- Developer: Starbyte Software
- Publisher: MicroLeague
- Designer: Claude Cueni
- Platforms: Amiga, MS-DOS
- Release: 1994
- Genre: Strategy
- Mode: Single-player

= Hannibal (video game) =

1994 video game

Hannibal, often subtitled Master of the Beast, is a historically accurate war strategy game released in 1994 for the Amiga and MS-DOS. It was designed by Claude Cueni for Starbyte Software and published by MicroLeague and General Admission Software.

==Gameplay==
Hannibal is a turn-based strategy game wherein you play the role of Carthaginian General Hannibal, commanding his armies in his struggle with Roman Empire during the Second Punic War.

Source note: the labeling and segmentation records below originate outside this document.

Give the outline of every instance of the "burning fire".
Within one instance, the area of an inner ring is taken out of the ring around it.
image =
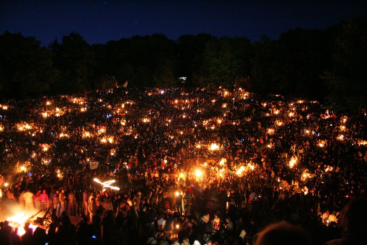
[[[211,151],[216,151],[219,149],[219,146],[215,143],[212,143],[210,145],[209,149]]]
[[[18,228],[18,234],[19,236],[23,235],[25,233],[25,231],[23,227],[24,227],[24,223],[29,218],[26,214],[26,213],[22,212],[18,213],[15,214],[14,216],[9,217],[6,219],[6,220],[9,221],[9,225],[12,226],[13,228]],[[32,228],[33,231],[38,226],[33,224],[30,224],[29,226],[29,228]]]

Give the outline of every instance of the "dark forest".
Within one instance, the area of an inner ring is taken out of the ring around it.
[[[323,30],[297,28],[278,40],[163,34],[90,45],[72,32],[47,47],[36,37],[0,35],[0,95],[70,94],[114,76],[129,87],[231,86],[249,76],[261,93],[302,97],[336,109],[367,107],[367,18]],[[185,84],[178,78],[186,77]]]

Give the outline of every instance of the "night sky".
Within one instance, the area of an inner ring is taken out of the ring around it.
[[[289,29],[323,29],[361,14],[366,1],[5,1],[0,32],[20,32],[47,45],[72,31],[91,44],[163,33],[277,39]]]

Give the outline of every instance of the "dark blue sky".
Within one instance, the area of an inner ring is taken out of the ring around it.
[[[90,44],[161,33],[218,37],[263,34],[277,39],[289,29],[324,29],[361,14],[364,1],[3,1],[0,32],[21,32],[47,45],[74,31]]]

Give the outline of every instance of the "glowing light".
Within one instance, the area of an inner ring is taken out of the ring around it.
[[[108,142],[110,143],[110,144],[112,144],[113,142],[113,137],[110,137],[108,138]]]
[[[275,130],[274,129],[268,129],[268,133],[269,134],[273,134],[275,133]]]
[[[209,149],[211,151],[216,151],[219,149],[219,146],[215,143],[212,143],[209,147]]]
[[[14,216],[8,217],[6,219],[9,221],[9,225],[12,226],[13,228],[18,228],[18,235],[19,236],[22,236],[25,233],[23,227],[24,226],[24,223],[29,219],[29,217],[26,215],[26,213],[19,213],[15,214]],[[29,226],[29,227],[32,228],[33,231],[38,227],[38,226],[33,224]]]
[[[98,180],[98,179],[96,179],[96,178],[94,179],[93,180],[97,182],[98,184],[101,184],[103,186],[103,187],[109,187],[109,188],[111,188],[111,189],[115,190],[117,191],[120,190],[120,188],[119,188],[119,187],[116,187],[116,186],[112,186],[110,185],[111,184],[112,184],[112,183],[114,183],[115,182],[116,182],[116,180],[109,180],[108,181],[106,181],[106,182],[101,182],[101,181],[99,181],[99,180]]]
[[[291,160],[289,161],[289,166],[292,168],[295,164],[297,163],[297,158],[292,156]]]
[[[245,170],[245,167],[243,166],[241,166],[240,168],[239,168],[237,171],[236,172],[236,173],[237,175],[240,175],[242,174],[242,172],[243,172]]]

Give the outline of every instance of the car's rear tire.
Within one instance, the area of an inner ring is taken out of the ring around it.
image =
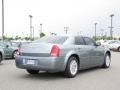
[[[105,59],[104,59],[104,64],[103,64],[103,68],[109,68],[110,67],[110,63],[111,63],[111,58],[110,55],[108,53],[106,53],[105,55]]]
[[[70,57],[67,62],[64,74],[68,78],[73,78],[76,76],[77,72],[78,72],[78,60],[76,57]]]
[[[39,73],[39,70],[29,70],[29,69],[27,69],[27,72],[28,72],[29,74],[38,74],[38,73]]]
[[[0,63],[1,63],[1,61],[2,61],[2,55],[0,54]]]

Managing the economy and military over a world map, you recruit armies (infantry, cavalry, war elephants, navy), siege cities, win battles, and expand Carthage's political influence from Africa to Europe to the Middle East.

==Reception==
Computer Gaming World in April 1994 called Hannibal a "muddled simulation". The magazine stated that the "unbelievably detailed examination of the Second Punic War ... puts a lot of power in the user's hands, but the gamer is forced to wear so many hats that movement of troops is virtually impossible, much less combat". A longer review the next month stated that game play was "boring ... repetitious, tiresome and dull". It noted the length of the "one long scenario", criticized the too-short documentation and lack of tutorial, and reported that despite its detail the game did not correctly model the war elephant's effect on the battlefield. Concluding that "Hannibal Lecter would prove a more entertaining houseguest than Hannibal", the magazine concluded that "MicroLeague could learn a lot from" Sid Meier's emphasis on "fun".

German reviews were more favorable, with Amiga Joker and its sister magazine PC Joker each giving 78 out of 100 points, praising the graphics and "colourful history" offered by the game, PC Joker calling it the "most beautiful history strategical to date". It holds an average score of 72.0% for critic reviews at Moby Games.